Again, Batman realizes that Magnus is a bad guy, and so does the comic—sort of. Batman does insist the Metal Men are equal; he condemns Magnus; he restores the robot's memories. Yet, the story never makes Magnus pay for his crimes. The only person who suggests that Magnus should be punished and shunned is the Platinum Man, who, with justice, calls Magnus "robot killer!" He gives an impassioned speech indicting Magnus: "You left Nameless and me to die! How many other robots have you abandoned after growing tired of them? We're not experiments—we're alive! You only rebuild your precious metal kids!"

But the Metal Men just sneer at him and reiterate their loyalty to Magnus. Even Nameless reprimands Platinum for his revolutionary rhetoric—and then sacrifices herself for the racist who hated her, like she's some sort of tin-plated Gunga Din.

Batman's supposed commitment to robot rights is also less than perfect. When he learns that the Metal Men have forgotten Nameless, he becomes enraged, spouting what are essentially racist epithets. "Are you just machines!? Have your memories gone blank like old recording tape?!" he shouts. If the Metal Men were human and he found out that they'd had their memories wiped, he'd suspect foul play. Since they're robots, he leaps to the conclusion that they're inferior. Of course, it turns out that the memory loss was not their fault; Batman is blaming them for the injustice they suffered. Which is how prejudice works.

Even after Magnus' scheme is revealed, Batman doesn't apologize for his cruel comments. For that matter, Magnus never once expresses regret or any desire to change. Nameless sacrifices herself to save her killer—turning into a tin dove to ferry away the bomb no less—but there's no political moral or transformational message. The Metal Men still, bizarrely, love Doc Magnus, who’s still, for some reason, supposed to be seen as being on the side of the angels.
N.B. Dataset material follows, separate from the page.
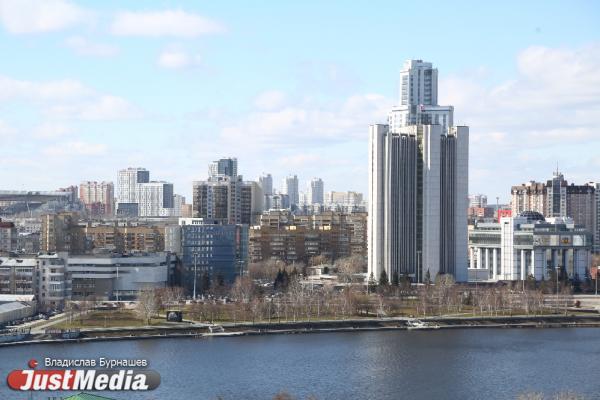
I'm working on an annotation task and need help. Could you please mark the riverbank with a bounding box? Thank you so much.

Batman can't hold Tina, because she really is different—and he's ultimately more interested in explaining her difference in informational soundbites ("Platinum is too heavy!") than actually bridging it. The Metal Men are infiltrated by anti-robot ideology; they’re brainwashed, and even when they discover that they've been abused, they can't find a way to declare solidarity with others who’ve been oppressed. The adventure ends with the status quo restored; Batman doesn't take the bad guy away because Magnus is his buddy, and the cops don't prosecute racists who are their friends. It's a bleak message to put in a comic for a 12-year-old. I guess that's why I remembered it.